Dan loved coaching Tim’s team, and they were a fun bunch of kids.  Tiny, but mighty.  We lived LL baseball for four years. (Many more before and after, but four with Tim in LL.)   Regular season, all-stars, tournaments, Blue Hill Fair – they just couldn’t get enough baseball.  The summer of 1990 was maybe the pinnacle of the LL experience for many of those involved.  It was a magical summer.  Father and son lobstered together by day and played baseball at night.  If they weren’t playing baseball, they were talking baseball, strategizing and preparing for the next big game.  As a catcher, Tim became the coach on the field, able to see the game only as one with experience can – at 12.  The highlight of this summer was making it to the State Tournament.  I well remember seeing them all -grandfather (my dad), father, and son as they looked over the beautiful new field they would be playing on, as they worked together, again – scorekeeper, coach, and player over the course of the tournament.  There were so many moments lived and memories made that are truly priceless from those few days.  Not just for them of course, but my story is about them, the fathers in this love story.  Love, time, and dedication: to youth baseball, to doing things well, to one another, sustained over time, through love.
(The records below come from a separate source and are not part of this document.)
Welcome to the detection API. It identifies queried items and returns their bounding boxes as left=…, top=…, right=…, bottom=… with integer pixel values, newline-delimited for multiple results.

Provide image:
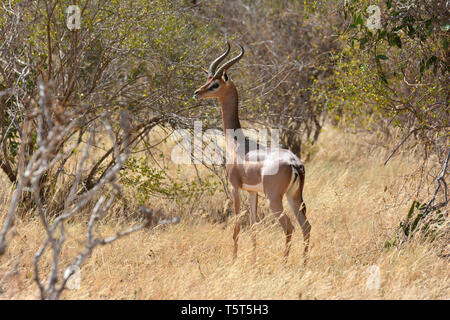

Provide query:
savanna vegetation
left=0, top=0, right=450, bottom=299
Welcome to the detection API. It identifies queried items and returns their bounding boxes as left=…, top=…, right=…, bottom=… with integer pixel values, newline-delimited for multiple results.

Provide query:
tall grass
left=0, top=127, right=450, bottom=299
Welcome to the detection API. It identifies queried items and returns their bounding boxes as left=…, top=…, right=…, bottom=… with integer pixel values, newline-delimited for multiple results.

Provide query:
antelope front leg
left=232, top=188, right=241, bottom=262
left=250, top=192, right=258, bottom=263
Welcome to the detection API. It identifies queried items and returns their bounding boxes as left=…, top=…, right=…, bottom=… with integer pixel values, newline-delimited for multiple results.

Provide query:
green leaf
left=355, top=14, right=364, bottom=27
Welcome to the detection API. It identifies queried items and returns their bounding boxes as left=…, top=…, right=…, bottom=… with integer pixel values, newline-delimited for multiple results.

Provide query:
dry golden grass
left=0, top=124, right=450, bottom=299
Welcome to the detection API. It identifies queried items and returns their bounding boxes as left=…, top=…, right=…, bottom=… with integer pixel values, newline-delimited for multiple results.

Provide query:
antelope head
left=194, top=42, right=244, bottom=99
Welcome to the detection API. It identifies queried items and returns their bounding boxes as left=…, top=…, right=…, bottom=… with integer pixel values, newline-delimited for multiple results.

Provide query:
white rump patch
left=242, top=181, right=264, bottom=192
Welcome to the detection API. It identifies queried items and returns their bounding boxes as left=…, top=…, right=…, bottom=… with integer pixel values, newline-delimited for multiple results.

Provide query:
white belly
left=242, top=182, right=264, bottom=192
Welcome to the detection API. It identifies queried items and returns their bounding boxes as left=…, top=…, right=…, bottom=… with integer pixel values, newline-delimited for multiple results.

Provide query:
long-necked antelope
left=194, top=42, right=311, bottom=261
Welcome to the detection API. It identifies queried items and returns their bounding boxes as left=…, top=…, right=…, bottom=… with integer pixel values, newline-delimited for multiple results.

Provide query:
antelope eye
left=209, top=82, right=219, bottom=90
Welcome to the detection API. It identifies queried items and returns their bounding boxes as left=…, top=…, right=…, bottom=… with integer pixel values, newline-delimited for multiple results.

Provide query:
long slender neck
left=219, top=83, right=241, bottom=133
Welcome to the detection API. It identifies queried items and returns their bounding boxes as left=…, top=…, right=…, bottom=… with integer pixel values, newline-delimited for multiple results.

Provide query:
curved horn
left=214, top=44, right=245, bottom=79
left=208, top=41, right=230, bottom=77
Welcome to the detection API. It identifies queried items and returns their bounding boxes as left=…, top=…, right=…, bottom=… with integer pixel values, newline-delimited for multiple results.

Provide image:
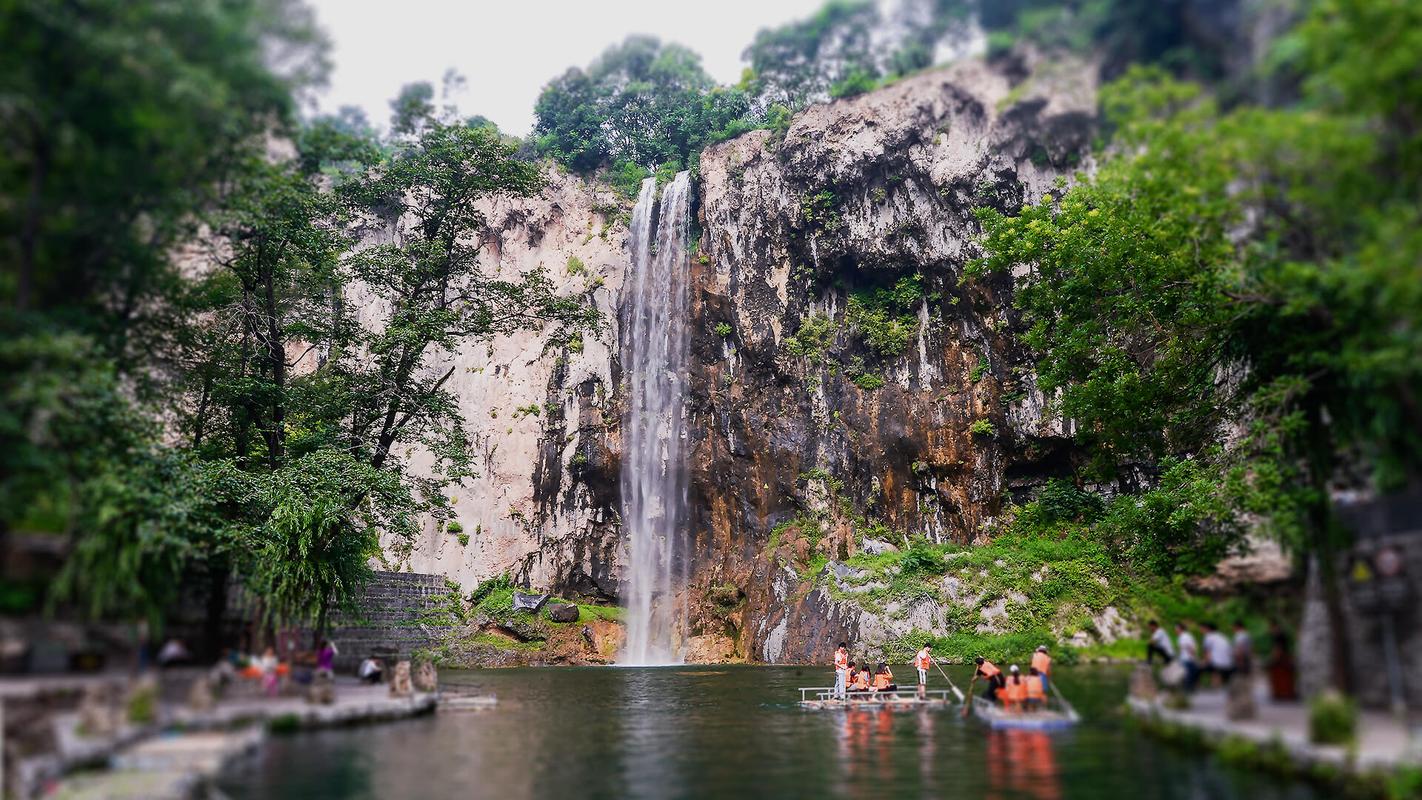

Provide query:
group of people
left=1146, top=620, right=1295, bottom=699
left=1146, top=620, right=1254, bottom=692
left=833, top=642, right=1052, bottom=710
left=968, top=645, right=1052, bottom=710
left=212, top=639, right=340, bottom=696
left=835, top=642, right=899, bottom=701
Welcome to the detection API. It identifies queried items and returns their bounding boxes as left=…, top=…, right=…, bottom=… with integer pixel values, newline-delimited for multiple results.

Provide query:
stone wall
left=319, top=571, right=458, bottom=672
left=1298, top=493, right=1422, bottom=710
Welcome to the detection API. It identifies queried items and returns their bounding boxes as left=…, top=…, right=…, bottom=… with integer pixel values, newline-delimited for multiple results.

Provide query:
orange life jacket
left=1027, top=675, right=1047, bottom=701
left=1003, top=676, right=1027, bottom=703
left=1032, top=652, right=1052, bottom=675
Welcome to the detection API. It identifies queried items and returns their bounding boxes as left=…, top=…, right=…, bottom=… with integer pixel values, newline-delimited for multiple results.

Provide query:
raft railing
left=799, top=686, right=950, bottom=703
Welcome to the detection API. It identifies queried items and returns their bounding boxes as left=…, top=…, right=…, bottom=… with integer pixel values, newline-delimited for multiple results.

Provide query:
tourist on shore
left=316, top=639, right=340, bottom=675
left=1200, top=622, right=1234, bottom=686
left=1233, top=620, right=1254, bottom=675
left=1267, top=622, right=1298, bottom=701
left=1175, top=622, right=1200, bottom=692
left=849, top=661, right=869, bottom=692
left=1030, top=645, right=1052, bottom=691
left=875, top=661, right=899, bottom=692
left=1027, top=666, right=1047, bottom=710
left=1146, top=620, right=1175, bottom=666
left=968, top=655, right=1007, bottom=701
left=252, top=648, right=280, bottom=698
left=913, top=642, right=933, bottom=692
left=835, top=642, right=849, bottom=701
left=356, top=656, right=385, bottom=683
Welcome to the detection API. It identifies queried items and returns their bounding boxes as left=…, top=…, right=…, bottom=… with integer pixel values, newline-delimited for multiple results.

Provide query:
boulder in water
left=513, top=591, right=547, bottom=611
left=412, top=661, right=439, bottom=692
left=547, top=602, right=577, bottom=622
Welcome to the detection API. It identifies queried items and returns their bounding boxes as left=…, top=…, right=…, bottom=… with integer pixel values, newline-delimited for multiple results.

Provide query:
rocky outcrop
left=389, top=55, right=1096, bottom=661
left=690, top=53, right=1095, bottom=661
left=371, top=166, right=627, bottom=598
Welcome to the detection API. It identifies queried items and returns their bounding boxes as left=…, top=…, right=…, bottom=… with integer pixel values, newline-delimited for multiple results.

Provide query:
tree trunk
left=263, top=260, right=286, bottom=469
left=202, top=557, right=232, bottom=659
left=1305, top=401, right=1354, bottom=693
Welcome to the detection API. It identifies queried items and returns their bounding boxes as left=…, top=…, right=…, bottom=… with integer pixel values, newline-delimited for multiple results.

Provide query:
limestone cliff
left=386, top=51, right=1096, bottom=661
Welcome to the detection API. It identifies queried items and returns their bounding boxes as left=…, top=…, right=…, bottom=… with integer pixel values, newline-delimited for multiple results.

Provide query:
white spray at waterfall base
left=620, top=172, right=691, bottom=665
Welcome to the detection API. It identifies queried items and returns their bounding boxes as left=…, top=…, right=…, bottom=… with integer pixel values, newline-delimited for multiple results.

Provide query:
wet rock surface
left=386, top=55, right=1096, bottom=662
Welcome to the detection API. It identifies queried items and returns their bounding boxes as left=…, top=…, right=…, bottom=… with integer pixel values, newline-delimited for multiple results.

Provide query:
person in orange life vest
left=1032, top=645, right=1052, bottom=689
left=913, top=644, right=933, bottom=686
left=968, top=655, right=1007, bottom=701
left=849, top=661, right=869, bottom=692
left=997, top=664, right=1027, bottom=709
left=835, top=642, right=849, bottom=701
left=1027, top=666, right=1047, bottom=710
left=875, top=662, right=899, bottom=692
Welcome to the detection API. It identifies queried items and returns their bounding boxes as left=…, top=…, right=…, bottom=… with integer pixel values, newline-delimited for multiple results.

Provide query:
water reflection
left=987, top=730, right=1062, bottom=800
left=222, top=668, right=1320, bottom=800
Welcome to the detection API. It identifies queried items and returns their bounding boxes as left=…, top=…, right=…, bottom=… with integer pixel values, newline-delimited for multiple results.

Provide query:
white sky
left=311, top=0, right=823, bottom=136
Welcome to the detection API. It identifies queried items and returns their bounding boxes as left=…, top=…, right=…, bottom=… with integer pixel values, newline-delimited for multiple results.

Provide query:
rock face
left=367, top=166, right=627, bottom=598
left=383, top=57, right=1096, bottom=661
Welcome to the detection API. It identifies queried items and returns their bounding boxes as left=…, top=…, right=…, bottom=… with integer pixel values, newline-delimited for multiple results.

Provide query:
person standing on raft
left=913, top=644, right=933, bottom=695
left=875, top=661, right=899, bottom=692
left=1031, top=645, right=1052, bottom=691
left=968, top=655, right=1007, bottom=702
left=997, top=664, right=1027, bottom=712
left=835, top=642, right=849, bottom=701
left=1027, top=666, right=1047, bottom=710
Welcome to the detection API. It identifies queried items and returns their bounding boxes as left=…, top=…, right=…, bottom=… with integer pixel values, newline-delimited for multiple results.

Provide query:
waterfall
left=621, top=172, right=691, bottom=665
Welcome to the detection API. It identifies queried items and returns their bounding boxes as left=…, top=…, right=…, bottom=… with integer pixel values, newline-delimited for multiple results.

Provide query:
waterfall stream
left=620, top=172, right=691, bottom=665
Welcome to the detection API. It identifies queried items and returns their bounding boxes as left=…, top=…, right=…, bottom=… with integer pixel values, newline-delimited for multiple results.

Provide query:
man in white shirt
left=1175, top=622, right=1200, bottom=692
left=835, top=642, right=849, bottom=701
left=1146, top=620, right=1175, bottom=665
left=1200, top=622, right=1234, bottom=683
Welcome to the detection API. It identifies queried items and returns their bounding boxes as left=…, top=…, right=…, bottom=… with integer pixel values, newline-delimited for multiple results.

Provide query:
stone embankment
left=319, top=571, right=461, bottom=674
left=27, top=678, right=439, bottom=800
left=1126, top=673, right=1422, bottom=799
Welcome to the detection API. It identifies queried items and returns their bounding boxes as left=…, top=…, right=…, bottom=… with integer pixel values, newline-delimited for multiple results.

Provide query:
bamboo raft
left=973, top=693, right=1081, bottom=730
left=799, top=686, right=953, bottom=709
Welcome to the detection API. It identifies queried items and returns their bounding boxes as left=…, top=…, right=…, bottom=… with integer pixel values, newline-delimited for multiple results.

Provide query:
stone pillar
left=1294, top=556, right=1332, bottom=698
left=390, top=661, right=414, bottom=698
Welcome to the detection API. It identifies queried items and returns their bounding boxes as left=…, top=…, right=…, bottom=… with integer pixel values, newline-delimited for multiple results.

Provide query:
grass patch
left=577, top=602, right=627, bottom=624
left=468, top=634, right=543, bottom=652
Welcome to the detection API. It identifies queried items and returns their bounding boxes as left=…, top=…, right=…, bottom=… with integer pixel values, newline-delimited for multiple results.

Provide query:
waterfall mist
left=620, top=172, right=691, bottom=665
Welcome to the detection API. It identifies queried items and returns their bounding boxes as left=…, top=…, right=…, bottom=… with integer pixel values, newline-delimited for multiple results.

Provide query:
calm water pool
left=222, top=666, right=1322, bottom=800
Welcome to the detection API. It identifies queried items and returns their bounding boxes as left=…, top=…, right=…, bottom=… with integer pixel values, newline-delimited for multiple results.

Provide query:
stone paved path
left=1130, top=683, right=1422, bottom=770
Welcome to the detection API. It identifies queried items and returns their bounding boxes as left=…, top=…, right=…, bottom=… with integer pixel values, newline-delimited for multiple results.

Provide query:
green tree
left=535, top=36, right=755, bottom=173
left=977, top=37, right=1422, bottom=687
Dan continued to coach Tim’s team until there weren’t teams for Tim to play on that he could  coach. Tim played in high school, American Legion ball, and in college.  His dad always there to watch him.  Love, time, and dedication – most of all love – from it the others come.  But the love story had been written and couldn’t end when a boy is 12 or 14 or when there isn’t a team to coach.  There’s always a team to coach!  Because when you’ve built something correctly and well, and you nurture it through the years, it not only sustains, but thrives, flourishes.  And so started a new chapter in this love story – father and son coaching together, son as coach with father helping.  It never matters to Dan.  As much as he loved coaching Tim, he loves coaching with Tim.  He admires his son’s knowledge and skills, the way he conducts himself, his way of working with youth. Dan talks with me about the things he can contribute to their shared passion when working together.  “What love and dedication,” I think! 

Dan’s early coaching led him to coaching many other youth sports over the years with our daughter Mandy and Tim, and even with our grandchildren beginning with PeeWee basketball 14 or 15 years ago.  This year, 36 years after that first season of baseball, he coached his granddaughters’ elementary school basketball teams with Tim and Mandy both working with him.  Love, time, and dedication: to youth sports, to doing things well, to one another, sustained over time,  all through love.

Today I think of my father and how very happy, and yes – proud he would be to know how this love story has flourished. Grandfather and father coaching the son.  Giving one another love, time, and dedication.  And doing it well.  May all children experience such love.  My timeless love story, never to end…

 

And yes Dad (and all you other Coastal LL baseball fans out there), even though they are coaching and playing for what was once their rival team, they won the league championship today!